秦洛開始自顧自的說話,“他是妖魔,你是魔族,你的血脈大部分都是來源于他們,也就是說,你們屬于擁有妖魔血脈的變種人。”
“他說他是你們的祖宗,這句話也沒有什麽錯誤。”
秦洛不理會暗淵越來越難看的表情繼續說道:“但現在呢?他是我萬妖塔裏面的戰妖之一。”
“我管理的乃是萬妖塔器靈。”
器靈随即出現,對着秦洛行禮道:“參見主人。”
“器靈原則上也是可以管理萬妖塔裏面的戰妖。”
“現在,我給你的機會是什麽?”
“那可是直接臣服于我。”
“這裏面有什麽差别,你可懂?”
秦洛的話讓旁邊的蝕靈魔蜈都懵圈了,這事情好像發展的有些不對勁啊,好像和他有什麽關系?
獄獠趕緊說道:“暗淵,你賺大了,你可以壓你祖宗一頭了!”
“你在主人這裏的地位要高于你祖宗啊!”
“這可是光宗耀祖的事情!”
暗淵表情有些凝固,這話,聽着有些古怪,可是好像确實是那麽一回事?
“好好想一想,這種機會不多的。”秦洛意味深長的看了一眼暗淵。
“魔族是存在還是滅亡,不說在你一念之間,但你也能夠起到一定的作用不是嗎?”
暗淵沉默了,他仿佛看到了魔族的未來,魔界崩塌,魔族死傷慘重,末日降臨!
而這一切的始作俑者,好像就是眼前之人?
他在心裏歎了一口氣說道:“魇祁,如果你重視天道示警的話,我何至于如此?”
做這種決定,太煎熬了,可沒辦法,他被逼到這個份上了。
“我要爲魔族留下一條後路。”暗淵決定了。
那就是:臣服!
對方連妖魔都能夠奴役,這已經超過了他的認知,還有剛剛獄獠說的也不錯,有朝一日,或許他們魔族能夠淩駕于妖魔之上。
他在埋怨魇祁,但魇祁的日子也不好過。
他們在神墟布置的陣法,破了!
一人提着一杆長槍,緩緩從神墟之中走出。
看着魔族建造的要塞,劉子銘的眼中露出濃濃的不屑之色。
長槍遙指,冷冷的說道:“魔族當滅!”
“狂妄的人族!”
“太嚣張了!弄死他,去弄死他啊!”
一個個魔族在要塞之上狂喊,但愣是沒有一個下去挑戰劉子銘。
他們齊刷刷的目光落在了魇祁的身上,希望魇祁以雷霆之勢鎮殺劉子銘。
魇祁的表情變得格外的凝重,他沒想到,人族來的這麽快。
“看來,之前那個家夥不過是哄騙我們魔族罷了。”
“他們都是想要我們魔族。”
不同的是,黑袍男子或許是想要他們魔族和對方合作,乃至于臣服。
而人族,他們就是單純的想要覆滅他們魔族罷了。
人族和魔族的淵源,注定了他們魔族和人族沒有緩和的餘地。
人族可是視他們爲恥辱,說他們玷污了人族的血脈。
深吸一口氣,魇祁緩緩邁步走到要塞的邊緣位置,俯瞰着下面的劉子銘說道:“來人可留姓名!”

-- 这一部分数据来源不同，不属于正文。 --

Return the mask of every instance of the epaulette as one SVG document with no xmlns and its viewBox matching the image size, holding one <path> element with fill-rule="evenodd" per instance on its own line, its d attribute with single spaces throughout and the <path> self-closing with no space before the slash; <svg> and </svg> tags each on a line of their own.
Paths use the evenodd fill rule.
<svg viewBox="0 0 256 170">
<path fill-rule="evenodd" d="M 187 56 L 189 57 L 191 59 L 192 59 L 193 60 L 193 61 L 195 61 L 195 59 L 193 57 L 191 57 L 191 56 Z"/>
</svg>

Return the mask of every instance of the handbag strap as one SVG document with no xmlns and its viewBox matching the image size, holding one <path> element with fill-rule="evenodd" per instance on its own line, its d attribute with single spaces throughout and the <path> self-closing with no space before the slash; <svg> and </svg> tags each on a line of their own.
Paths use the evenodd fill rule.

劉子銘目光落在了魇祁的身上,眼中露出一抹興趣之色,“終于是看到了一個有意思的家夥了,我還以爲魔族盡皆都是弱者呢。”
“九幽殿劉子銘!”
“來戰!”他長槍遙指魇祁,對魇祁發出了邀戰申請。
劉子銘緩緩騰空,氣勢達到了巅峰,神王境後期的氣勢讓不少的魔族表情變得難看了起來。
同時,在劉子銘的背後,一個個人族的天神、神王緩緩走出。
有神王看向劉子銘的背影,有些無奈的說道:“這九幽殿的人就這麽狂妄的嗎?魔族就算是再不濟,他們也是從遠古時期傳承下來的勢力,他們豈是一個神王境後期可以擊潰的。”